NA Imamuddin, who owns a mobile phone shop, echoed similar sentiments.
"The best thing about the judgment will be that the common man will be able to know about the technical and other aspects of the sensitive case that has become a national issue," he said.
"But we also know that there are all chances that the case will reach the Supreme Court after the high court`s verdict. With it will start another round of legal battle, which may also take years to reach a conclusion.
"Hindus and Muslims (should) now try for an amicable settlement. It would not only end the uncertainty of the case, but would even go a long way in fostering Hindu-Muslim relations," he added.

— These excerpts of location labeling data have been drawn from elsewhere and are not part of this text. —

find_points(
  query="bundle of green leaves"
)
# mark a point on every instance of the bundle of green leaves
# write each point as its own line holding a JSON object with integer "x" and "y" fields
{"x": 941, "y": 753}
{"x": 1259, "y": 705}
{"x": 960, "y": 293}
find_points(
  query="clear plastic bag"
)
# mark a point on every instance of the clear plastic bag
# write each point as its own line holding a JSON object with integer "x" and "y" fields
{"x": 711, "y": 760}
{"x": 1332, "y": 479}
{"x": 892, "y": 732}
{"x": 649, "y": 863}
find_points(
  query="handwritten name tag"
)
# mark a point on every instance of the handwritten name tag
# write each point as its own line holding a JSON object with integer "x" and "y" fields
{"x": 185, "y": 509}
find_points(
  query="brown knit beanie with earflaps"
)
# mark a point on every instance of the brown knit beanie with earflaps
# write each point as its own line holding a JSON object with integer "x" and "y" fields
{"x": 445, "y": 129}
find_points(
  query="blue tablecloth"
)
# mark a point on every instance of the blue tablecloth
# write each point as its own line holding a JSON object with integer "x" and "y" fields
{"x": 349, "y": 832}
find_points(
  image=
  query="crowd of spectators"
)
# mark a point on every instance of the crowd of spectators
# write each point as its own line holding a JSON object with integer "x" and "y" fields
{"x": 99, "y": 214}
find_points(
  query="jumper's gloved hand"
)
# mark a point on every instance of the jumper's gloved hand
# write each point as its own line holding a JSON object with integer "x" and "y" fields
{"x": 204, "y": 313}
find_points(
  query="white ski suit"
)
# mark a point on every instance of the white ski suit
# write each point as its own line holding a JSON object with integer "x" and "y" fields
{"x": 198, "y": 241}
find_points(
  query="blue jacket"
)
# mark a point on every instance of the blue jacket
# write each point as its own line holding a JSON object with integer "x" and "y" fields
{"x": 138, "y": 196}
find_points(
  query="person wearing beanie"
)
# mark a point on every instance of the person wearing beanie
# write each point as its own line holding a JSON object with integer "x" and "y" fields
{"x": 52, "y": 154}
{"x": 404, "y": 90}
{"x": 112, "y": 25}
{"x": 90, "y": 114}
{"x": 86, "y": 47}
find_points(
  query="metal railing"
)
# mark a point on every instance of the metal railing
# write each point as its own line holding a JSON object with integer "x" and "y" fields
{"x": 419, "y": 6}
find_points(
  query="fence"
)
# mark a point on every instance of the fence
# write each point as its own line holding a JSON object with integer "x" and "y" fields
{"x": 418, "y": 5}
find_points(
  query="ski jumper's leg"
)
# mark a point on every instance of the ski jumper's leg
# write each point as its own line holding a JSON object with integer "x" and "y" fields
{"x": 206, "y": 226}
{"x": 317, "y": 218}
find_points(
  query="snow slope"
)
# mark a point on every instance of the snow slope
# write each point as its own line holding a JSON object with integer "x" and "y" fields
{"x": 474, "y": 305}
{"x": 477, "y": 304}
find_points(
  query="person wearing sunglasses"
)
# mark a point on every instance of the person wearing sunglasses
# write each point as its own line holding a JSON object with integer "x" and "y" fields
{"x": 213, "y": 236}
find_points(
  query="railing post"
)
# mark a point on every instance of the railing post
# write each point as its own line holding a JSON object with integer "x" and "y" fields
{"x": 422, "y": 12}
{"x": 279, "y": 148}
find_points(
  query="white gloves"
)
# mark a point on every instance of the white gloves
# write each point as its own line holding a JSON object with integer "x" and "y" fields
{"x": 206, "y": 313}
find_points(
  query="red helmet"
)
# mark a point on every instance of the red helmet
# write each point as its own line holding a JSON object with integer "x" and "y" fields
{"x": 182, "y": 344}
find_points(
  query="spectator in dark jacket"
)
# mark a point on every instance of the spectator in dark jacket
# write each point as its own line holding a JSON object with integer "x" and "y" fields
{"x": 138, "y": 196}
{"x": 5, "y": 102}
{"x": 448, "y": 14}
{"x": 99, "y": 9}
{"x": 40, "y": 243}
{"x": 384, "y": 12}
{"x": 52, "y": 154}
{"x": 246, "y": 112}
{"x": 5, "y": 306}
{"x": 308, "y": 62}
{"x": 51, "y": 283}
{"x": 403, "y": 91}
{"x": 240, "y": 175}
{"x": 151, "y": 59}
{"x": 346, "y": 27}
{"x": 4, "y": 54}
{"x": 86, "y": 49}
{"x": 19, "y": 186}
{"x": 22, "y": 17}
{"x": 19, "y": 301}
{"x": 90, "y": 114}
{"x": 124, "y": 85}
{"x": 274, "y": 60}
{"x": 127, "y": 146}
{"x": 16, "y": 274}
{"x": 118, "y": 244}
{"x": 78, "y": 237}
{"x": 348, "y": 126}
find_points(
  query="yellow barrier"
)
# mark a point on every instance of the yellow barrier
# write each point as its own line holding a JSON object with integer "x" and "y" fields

The Lucknow bench of the Allahabad High Court is to give its verdict on the dispute at 3.30 p.m. Thursday.
The suit relates to a disputed site in Ayodhya, which Hindu groups claim to be the birthplace of Lord Ram. On Dec 6, 1992, radical Hindu activists destroyed the Babri Masjid, alleging it was built in 1528 after razing a temple there.
The demolition had triggered one of the worst communal riots, resulting in the death of 2,000 people in different states.
Vijay Lakshmi Mishra, a postgraduate student of the Saket Degree College here, said, "We know that the case is about the ownership of the land. The court may transfer the ownership to either the Hindus or the Muslims."
"But will it provide a solution to an age-old old issue which has sentiments of members of both the communities attached to it?" he asked.
Shadab Hussain, who runs a computer training institute, said: "To maintain law and order, even the police will have to solicit support from both the communities. Considering all this, we must start thinking towards reconciliation."